Radiosynthesis of [^125^I]IPPI was carried out as previously reported [39].
Immunohistochemistry
2.3.
Adjacent brain slices of all cases and meninges were immunostained for tau by UCI Pathology core services. For total Tau, DAKO polyclonal antibody which detects all 6 six isoforms of tau from the microtubule-associated protein tau gene, was used at a dilution 1:3000, A0024 (Agilent, CA, USA) using reported protocols [17]. Adjacent slices of meninges and 08–42 DSAD FCX were stained with H&E to compare with each other. Immunostained slides were scanned using the Ventana Roche slide scanner and the images generated were used for analysis by QuPath (version 0.4.4).

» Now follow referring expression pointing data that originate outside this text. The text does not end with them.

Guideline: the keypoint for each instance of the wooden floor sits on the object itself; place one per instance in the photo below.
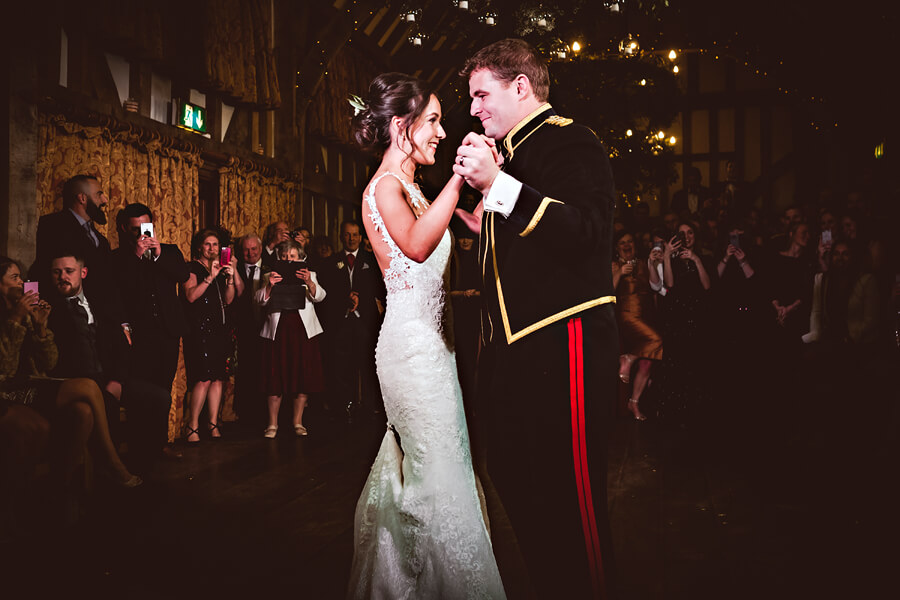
(754, 498)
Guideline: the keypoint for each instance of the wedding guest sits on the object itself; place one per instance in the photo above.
(73, 407)
(210, 287)
(276, 232)
(635, 312)
(292, 364)
(687, 280)
(72, 230)
(248, 320)
(351, 320)
(790, 285)
(148, 273)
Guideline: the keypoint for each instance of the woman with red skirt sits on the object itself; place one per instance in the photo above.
(290, 353)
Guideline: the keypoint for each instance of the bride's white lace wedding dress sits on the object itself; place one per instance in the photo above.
(419, 531)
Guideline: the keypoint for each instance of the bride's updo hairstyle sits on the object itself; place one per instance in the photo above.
(390, 95)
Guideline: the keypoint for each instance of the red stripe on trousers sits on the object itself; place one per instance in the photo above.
(579, 453)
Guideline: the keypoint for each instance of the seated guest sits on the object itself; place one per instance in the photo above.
(635, 310)
(73, 407)
(291, 360)
(210, 287)
(91, 344)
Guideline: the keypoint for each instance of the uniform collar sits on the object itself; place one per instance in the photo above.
(524, 128)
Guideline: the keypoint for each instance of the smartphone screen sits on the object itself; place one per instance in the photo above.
(31, 286)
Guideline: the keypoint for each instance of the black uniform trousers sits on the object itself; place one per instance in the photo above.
(552, 403)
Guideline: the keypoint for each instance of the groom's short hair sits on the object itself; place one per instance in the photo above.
(509, 58)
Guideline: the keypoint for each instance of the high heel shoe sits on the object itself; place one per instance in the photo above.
(192, 431)
(632, 406)
(625, 362)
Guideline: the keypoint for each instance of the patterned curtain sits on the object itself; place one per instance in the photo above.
(132, 167)
(249, 200)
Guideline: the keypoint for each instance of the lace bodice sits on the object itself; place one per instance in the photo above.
(404, 273)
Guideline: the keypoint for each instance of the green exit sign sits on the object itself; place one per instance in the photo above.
(191, 117)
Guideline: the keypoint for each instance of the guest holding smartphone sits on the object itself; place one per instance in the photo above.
(210, 287)
(292, 364)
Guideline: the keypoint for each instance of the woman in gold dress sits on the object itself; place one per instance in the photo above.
(635, 311)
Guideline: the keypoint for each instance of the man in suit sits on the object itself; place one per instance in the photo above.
(248, 398)
(548, 369)
(92, 344)
(276, 232)
(148, 274)
(72, 230)
(351, 318)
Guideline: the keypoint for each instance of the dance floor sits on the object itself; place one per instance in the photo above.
(736, 503)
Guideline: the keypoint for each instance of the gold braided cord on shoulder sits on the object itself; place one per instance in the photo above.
(537, 215)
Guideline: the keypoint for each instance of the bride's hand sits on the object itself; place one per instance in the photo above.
(476, 161)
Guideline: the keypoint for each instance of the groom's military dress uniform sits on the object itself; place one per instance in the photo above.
(548, 370)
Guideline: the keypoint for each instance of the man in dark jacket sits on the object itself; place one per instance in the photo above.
(92, 344)
(351, 317)
(548, 369)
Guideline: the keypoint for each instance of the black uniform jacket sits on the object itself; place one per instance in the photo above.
(551, 258)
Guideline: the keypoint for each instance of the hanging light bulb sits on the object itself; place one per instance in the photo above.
(629, 46)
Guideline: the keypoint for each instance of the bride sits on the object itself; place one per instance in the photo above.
(419, 531)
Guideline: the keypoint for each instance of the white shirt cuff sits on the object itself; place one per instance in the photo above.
(503, 195)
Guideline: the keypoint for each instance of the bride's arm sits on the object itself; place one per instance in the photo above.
(416, 238)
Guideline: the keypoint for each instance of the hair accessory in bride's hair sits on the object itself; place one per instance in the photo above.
(358, 104)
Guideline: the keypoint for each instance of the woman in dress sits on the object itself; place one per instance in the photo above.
(419, 529)
(635, 309)
(687, 280)
(291, 358)
(209, 289)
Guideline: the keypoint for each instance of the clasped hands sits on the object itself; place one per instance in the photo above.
(478, 162)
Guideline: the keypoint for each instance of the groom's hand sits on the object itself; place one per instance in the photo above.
(472, 219)
(477, 162)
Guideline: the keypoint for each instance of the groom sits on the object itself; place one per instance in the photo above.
(548, 368)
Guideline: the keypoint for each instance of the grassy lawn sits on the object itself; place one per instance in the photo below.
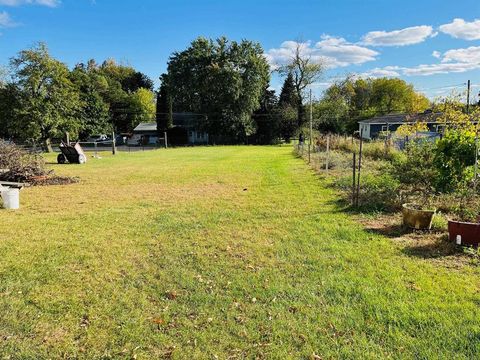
(228, 252)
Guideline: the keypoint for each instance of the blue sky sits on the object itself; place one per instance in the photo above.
(433, 44)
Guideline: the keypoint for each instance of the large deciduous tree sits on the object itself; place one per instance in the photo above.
(221, 79)
(288, 104)
(94, 111)
(164, 114)
(49, 102)
(305, 71)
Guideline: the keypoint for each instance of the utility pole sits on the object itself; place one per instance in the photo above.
(468, 97)
(311, 126)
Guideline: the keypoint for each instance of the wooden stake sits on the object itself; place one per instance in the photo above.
(359, 166)
(354, 167)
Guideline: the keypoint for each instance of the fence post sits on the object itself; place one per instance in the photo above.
(359, 166)
(328, 152)
(354, 168)
(477, 161)
(114, 148)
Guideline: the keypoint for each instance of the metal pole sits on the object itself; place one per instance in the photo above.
(311, 126)
(354, 167)
(114, 148)
(477, 161)
(468, 97)
(328, 152)
(359, 166)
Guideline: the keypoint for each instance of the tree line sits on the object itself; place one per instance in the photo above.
(226, 84)
(41, 98)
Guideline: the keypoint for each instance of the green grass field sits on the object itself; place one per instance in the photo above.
(218, 252)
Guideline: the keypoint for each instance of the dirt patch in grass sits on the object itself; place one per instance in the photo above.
(53, 180)
(432, 246)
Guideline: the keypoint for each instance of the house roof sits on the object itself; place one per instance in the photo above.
(146, 127)
(428, 117)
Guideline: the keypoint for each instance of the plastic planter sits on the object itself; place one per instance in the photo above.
(464, 233)
(417, 218)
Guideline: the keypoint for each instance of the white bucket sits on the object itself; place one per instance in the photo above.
(11, 198)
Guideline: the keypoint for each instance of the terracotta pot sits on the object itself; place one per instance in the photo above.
(464, 233)
(416, 218)
(38, 178)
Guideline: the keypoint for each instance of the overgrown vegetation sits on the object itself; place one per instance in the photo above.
(430, 173)
(18, 165)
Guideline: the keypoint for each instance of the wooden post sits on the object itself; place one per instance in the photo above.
(114, 148)
(354, 168)
(311, 127)
(328, 152)
(477, 161)
(359, 166)
(387, 139)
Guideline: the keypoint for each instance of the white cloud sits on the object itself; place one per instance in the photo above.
(407, 36)
(49, 3)
(469, 55)
(6, 20)
(461, 29)
(452, 61)
(332, 51)
(387, 71)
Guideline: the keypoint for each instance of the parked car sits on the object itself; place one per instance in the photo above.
(98, 138)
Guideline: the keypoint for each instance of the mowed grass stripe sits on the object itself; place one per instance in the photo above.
(235, 252)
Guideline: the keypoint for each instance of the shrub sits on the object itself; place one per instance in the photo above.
(18, 165)
(454, 155)
(379, 192)
(416, 171)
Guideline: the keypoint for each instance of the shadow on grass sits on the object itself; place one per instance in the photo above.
(434, 249)
(390, 230)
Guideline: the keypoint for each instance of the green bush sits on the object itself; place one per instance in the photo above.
(454, 155)
(416, 170)
(378, 192)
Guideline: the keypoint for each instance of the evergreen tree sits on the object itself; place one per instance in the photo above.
(164, 110)
(288, 108)
(267, 119)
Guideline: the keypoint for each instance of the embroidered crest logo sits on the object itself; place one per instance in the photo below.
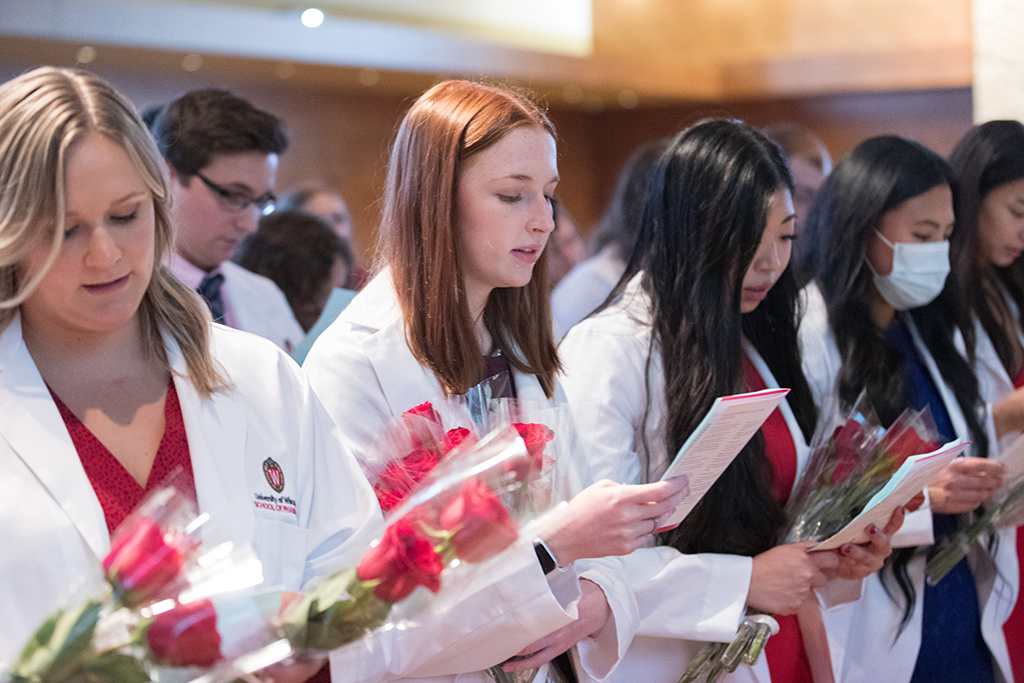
(274, 475)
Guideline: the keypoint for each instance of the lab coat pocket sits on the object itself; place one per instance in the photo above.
(282, 549)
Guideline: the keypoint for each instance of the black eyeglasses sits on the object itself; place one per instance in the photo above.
(236, 201)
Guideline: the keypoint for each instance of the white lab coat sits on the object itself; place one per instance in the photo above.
(585, 288)
(53, 527)
(862, 635)
(260, 307)
(363, 370)
(682, 599)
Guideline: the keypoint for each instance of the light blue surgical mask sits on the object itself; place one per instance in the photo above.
(919, 273)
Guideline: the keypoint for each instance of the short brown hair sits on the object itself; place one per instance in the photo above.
(450, 123)
(202, 124)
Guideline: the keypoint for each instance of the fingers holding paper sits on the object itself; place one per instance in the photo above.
(965, 484)
(608, 518)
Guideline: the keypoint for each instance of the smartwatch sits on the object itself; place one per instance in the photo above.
(545, 557)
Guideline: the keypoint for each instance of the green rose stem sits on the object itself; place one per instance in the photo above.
(954, 548)
(339, 611)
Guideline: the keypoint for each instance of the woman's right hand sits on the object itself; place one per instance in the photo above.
(965, 484)
(783, 578)
(608, 518)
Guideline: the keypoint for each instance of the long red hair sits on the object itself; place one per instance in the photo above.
(420, 243)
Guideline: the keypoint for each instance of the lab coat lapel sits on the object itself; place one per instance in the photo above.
(216, 434)
(32, 425)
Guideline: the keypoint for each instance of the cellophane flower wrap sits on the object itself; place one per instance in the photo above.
(454, 500)
(164, 602)
(852, 457)
(1005, 509)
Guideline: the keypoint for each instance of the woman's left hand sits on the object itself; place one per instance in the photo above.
(594, 613)
(859, 560)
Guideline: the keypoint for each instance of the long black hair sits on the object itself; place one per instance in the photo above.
(989, 156)
(706, 209)
(878, 176)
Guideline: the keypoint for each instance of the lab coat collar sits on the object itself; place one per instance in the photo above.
(400, 375)
(32, 426)
(215, 429)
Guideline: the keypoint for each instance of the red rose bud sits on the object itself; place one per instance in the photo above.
(846, 463)
(423, 411)
(906, 444)
(400, 561)
(141, 563)
(480, 524)
(185, 635)
(537, 437)
(456, 437)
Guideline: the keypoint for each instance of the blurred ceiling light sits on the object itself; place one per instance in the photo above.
(192, 61)
(284, 70)
(312, 17)
(370, 77)
(85, 54)
(572, 94)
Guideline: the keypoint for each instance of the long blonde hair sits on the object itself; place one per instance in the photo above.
(420, 242)
(43, 114)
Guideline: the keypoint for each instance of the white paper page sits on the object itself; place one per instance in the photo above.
(907, 481)
(721, 435)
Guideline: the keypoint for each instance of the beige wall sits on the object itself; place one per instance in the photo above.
(343, 135)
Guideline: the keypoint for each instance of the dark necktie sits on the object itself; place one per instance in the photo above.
(209, 289)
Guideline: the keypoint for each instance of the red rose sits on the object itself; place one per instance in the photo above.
(423, 411)
(141, 563)
(400, 561)
(185, 635)
(480, 524)
(906, 444)
(846, 463)
(457, 437)
(388, 500)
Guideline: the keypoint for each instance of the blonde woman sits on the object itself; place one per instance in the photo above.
(112, 374)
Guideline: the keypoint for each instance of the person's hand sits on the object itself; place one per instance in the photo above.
(1008, 416)
(965, 483)
(859, 560)
(608, 518)
(783, 578)
(594, 613)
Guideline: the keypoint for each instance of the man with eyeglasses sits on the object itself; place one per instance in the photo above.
(222, 156)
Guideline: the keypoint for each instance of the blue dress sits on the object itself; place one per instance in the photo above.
(952, 648)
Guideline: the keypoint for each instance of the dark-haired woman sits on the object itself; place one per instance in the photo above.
(878, 253)
(463, 297)
(707, 308)
(987, 282)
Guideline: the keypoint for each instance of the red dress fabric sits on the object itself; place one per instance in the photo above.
(118, 491)
(1014, 627)
(785, 653)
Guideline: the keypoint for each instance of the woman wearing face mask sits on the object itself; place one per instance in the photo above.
(707, 308)
(462, 297)
(113, 376)
(878, 254)
(987, 285)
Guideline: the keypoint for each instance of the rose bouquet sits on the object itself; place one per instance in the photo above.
(164, 602)
(852, 458)
(1007, 509)
(457, 492)
(453, 502)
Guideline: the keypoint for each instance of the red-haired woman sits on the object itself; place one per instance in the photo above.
(463, 296)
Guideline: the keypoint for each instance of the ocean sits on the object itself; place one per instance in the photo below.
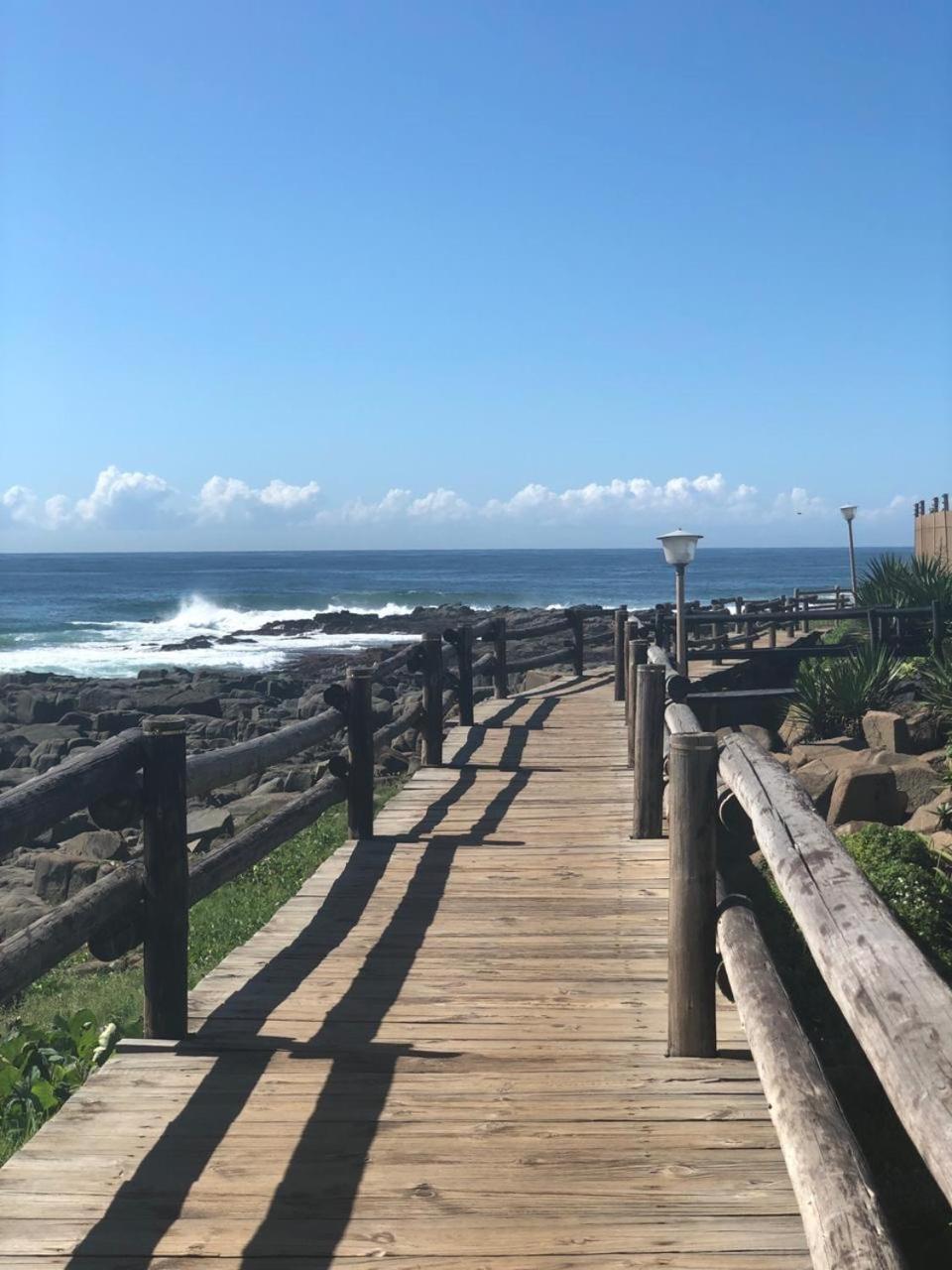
(107, 613)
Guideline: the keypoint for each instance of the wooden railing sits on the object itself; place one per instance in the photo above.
(145, 775)
(896, 1005)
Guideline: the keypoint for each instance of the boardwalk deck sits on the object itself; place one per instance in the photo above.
(447, 1052)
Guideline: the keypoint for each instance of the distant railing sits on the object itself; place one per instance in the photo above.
(146, 775)
(896, 1005)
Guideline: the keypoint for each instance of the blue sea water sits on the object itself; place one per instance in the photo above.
(108, 613)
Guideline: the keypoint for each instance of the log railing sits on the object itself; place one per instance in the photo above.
(896, 1005)
(145, 776)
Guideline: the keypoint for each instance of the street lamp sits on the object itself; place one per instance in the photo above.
(848, 513)
(679, 550)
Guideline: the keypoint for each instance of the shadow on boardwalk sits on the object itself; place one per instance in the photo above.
(338, 1135)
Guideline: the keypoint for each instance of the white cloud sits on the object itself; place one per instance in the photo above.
(121, 499)
(137, 499)
(225, 498)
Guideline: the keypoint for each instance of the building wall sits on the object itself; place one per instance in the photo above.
(933, 535)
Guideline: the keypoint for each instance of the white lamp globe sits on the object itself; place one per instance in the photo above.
(679, 547)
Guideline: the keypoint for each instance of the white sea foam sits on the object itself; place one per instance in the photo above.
(122, 648)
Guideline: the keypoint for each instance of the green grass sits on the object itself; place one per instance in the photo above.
(113, 992)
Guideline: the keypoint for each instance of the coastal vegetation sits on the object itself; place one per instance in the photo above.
(67, 1023)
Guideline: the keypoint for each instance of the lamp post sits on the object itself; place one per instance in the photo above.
(679, 550)
(848, 513)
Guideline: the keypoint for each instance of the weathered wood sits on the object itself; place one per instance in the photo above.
(259, 839)
(433, 699)
(462, 643)
(621, 617)
(448, 1044)
(500, 675)
(676, 685)
(844, 1223)
(576, 624)
(560, 656)
(539, 630)
(896, 1005)
(359, 743)
(226, 766)
(166, 883)
(638, 656)
(31, 952)
(73, 784)
(692, 818)
(649, 751)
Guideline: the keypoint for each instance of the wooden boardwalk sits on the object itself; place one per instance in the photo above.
(445, 1052)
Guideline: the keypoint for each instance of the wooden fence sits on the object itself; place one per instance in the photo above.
(896, 1005)
(145, 775)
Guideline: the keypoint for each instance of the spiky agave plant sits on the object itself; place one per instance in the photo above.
(936, 679)
(893, 581)
(834, 694)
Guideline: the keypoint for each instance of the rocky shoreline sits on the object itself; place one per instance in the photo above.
(46, 719)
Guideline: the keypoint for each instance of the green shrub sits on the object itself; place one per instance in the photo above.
(834, 694)
(905, 873)
(892, 581)
(847, 631)
(40, 1069)
(936, 686)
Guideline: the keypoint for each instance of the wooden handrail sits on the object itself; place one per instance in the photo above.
(843, 1218)
(67, 788)
(897, 1006)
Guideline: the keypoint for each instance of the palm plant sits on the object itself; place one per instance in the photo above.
(834, 694)
(893, 581)
(936, 680)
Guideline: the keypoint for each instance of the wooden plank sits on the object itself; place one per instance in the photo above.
(447, 1051)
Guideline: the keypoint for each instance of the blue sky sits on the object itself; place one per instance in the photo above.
(474, 273)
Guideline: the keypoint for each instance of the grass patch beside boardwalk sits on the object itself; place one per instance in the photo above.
(112, 993)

Several annotations for tau and negative annotations with no tau were made on the immunohistochemistry (IHC) images of the brain slices for each case. After training on the manual annotations, a pixel classifier was run on the entire brain slice to visualize where the tau was and was saved as an image.
[18F]MK-6240 Autoradiography
2.4.
Brain sections and meninges were treated with approximately 10 μCi/mL [^18^F]MK-6240 (407 kBq/mL) in phosphate buffered saline (PBS) pH 7.4. The chambers were incubated at 25 °C for 1 hour and then underwent multiple washes of 100% PBS for 1 minute, 70% ethanol in PBS for 2 minutes, 30% ethanol in PBS for 1 minute, and lastly 100% PBS for 1 minute [2]. The brain sections were air dried and then transferred into a film cassette with a phosphor screen film. After 24 hours, the films were taken out of the cassette and were read on the Phosphor Autoradiographic Imaging System/Cyclone Storage Phosphor System (Packard Instruments Co). The acquisition and analysis program OptiQuant (Packard Instruments Co, version 5.0) was used to draw regions of interest (ROIs) on the autoradiographic images and the extent of binding was measured in digital light unit per unit mm^2^ (DLU/mm^2^). Background activity levels were subtracted from all images. Higher DLU/mm^2^ from autoradiography indicated higher [^18^F]MK-6240 binding.
Autoradiography of In Vitro Drug Inhibition on [18F]MK-6240
2.5.
Inhibitor concentration (IC_50_) of harmine on [^18^F]MK-6240 binding was determined by using adjacent brain slices of FCX and TCX DSAD cases with different concentrations (10^− 9^ to 10^− 5^M) of harmine (Adooq Bioscience, Irvine, CA). Unlabeled MK-6240 (1ClickChemistry, Inc, Tinton Falls, New Jersey, USA) at 10 μM was designated for nonspecific binding to determine specific binding of [^18^F]MK-6240. Binding studies used 407 kBq/mL of [^18^F]MK-6240 per cc of ethanol with incubation at 25°C for 1 hour. Then the slices underwent washes consisting of 100% PBS for 1 minute, 70% ethanol in PBS for 2 minutes, 30% ethanol in PBS for 1 minute, and lastly 100% PBS for 1 minute. Brain sections were air dried, exposed to a phosphor screen film for 48 hours, then the film was placed on the Phosphor Autoradiographic Imaging System/Cyclone Storage Phosphor System (Packard Instruments Co). OptiQuant was used to draw ROIs on autoradiographic images and [^18^F]MK-6240 binding was measured in DLU/mm^2^. Nonspecific binding was subtracted from the total binding to calculate specific binding at different concentrations of harmine. Inhibitor concentration, IC_50_ was measured by plotting specific binding against harmine concentrations using GraphPad Prism 10.
To investigate drug effects, unlabeled MK-6240, IPPI, and KuFal194 (10-iodo-11H-indolo[3,2-c]quinoline-6-carboxylic acid) (AABlocks LLC, San Diego, CA, USA) were used with [^18^F]MK-6240 binding to adjacent slices of FCX and TCX DSAD cases. The incubation of [^18^F]MK-6240 in the total binding and competition experiments with KuFal194 (10 μM) included 10 μM of the urea, 1,3-bis(4-cyanophenyl)urea (BCU) (1ClickChemistry, Inc, Tinton Falls, New Jersey, USA) as previously reported [42]. Inclusion of BCU has been shown to assist in membrane permeability of carboxylic acid containing drugs such as KuFal194 [50]. Incubation and washing procedures were the same as the other experiments in this study.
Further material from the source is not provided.